Il est donc de la responsabilité du responsable de traitement
de bien choisir son CIL/DPO, en veillant notamment à ce que
le niveau de compétence de celui-ci corresponde à la nature et
au niveau de complexité des traitements (importance, sensibilité, etc.).
Les CIL apparaissent ainsi comme les spécialistes de la
gouvernance des données personnelles. Il demeure que, sans
organisation adéquate et moyens suffisants, ceux-ci ne sont pas
en mesure d’accomplir efficacement leur mission.

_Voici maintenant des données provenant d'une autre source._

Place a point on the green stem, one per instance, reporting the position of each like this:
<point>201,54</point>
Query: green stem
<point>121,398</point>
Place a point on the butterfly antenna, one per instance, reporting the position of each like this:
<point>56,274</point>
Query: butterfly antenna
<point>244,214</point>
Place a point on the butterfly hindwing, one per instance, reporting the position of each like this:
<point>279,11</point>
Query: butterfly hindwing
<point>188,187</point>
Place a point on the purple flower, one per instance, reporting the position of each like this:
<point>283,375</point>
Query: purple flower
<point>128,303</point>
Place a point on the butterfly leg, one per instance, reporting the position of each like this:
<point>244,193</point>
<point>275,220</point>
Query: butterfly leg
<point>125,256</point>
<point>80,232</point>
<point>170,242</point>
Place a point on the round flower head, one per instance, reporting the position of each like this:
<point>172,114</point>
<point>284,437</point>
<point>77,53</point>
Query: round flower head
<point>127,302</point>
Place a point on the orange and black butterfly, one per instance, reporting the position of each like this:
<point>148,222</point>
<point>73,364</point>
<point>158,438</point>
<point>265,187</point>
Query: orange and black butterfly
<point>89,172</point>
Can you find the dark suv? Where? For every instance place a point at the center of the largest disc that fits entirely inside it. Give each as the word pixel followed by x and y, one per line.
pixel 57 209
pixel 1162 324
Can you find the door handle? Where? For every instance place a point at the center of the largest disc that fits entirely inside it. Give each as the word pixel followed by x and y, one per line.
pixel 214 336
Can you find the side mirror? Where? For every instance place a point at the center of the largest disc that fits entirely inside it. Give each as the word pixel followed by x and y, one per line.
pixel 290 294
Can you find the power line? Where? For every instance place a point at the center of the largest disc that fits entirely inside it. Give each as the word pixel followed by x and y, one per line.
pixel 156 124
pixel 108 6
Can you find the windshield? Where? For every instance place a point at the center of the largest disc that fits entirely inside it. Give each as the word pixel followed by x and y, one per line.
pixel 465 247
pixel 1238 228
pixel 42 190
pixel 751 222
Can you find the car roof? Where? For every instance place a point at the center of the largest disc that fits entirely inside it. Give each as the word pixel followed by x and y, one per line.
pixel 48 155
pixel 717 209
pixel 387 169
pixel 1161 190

Le responsable de traitement, l’employeur, doivent donc veiller à mettre
en place une organisation adéquate et des moyens adaptés
permettant au CIL d’atteindre les objectifs de gouvernance
Informatique et Libertés qui lui ont été fixés.
Notamment, le projet de règlement européen précise à
l’article 26 amendé que le responsable du traitement ou le
sous-traitant doivent aider le DPO à exercer ses missions et lui
fournir toutes les ressources, notamment « le personnel, les
locaux, les équipements et toutes autres ressources nécessaires
à l’exécution de ses missions et obligations » ainsi qu’au maintien de ses connaissances professionnelles (formations).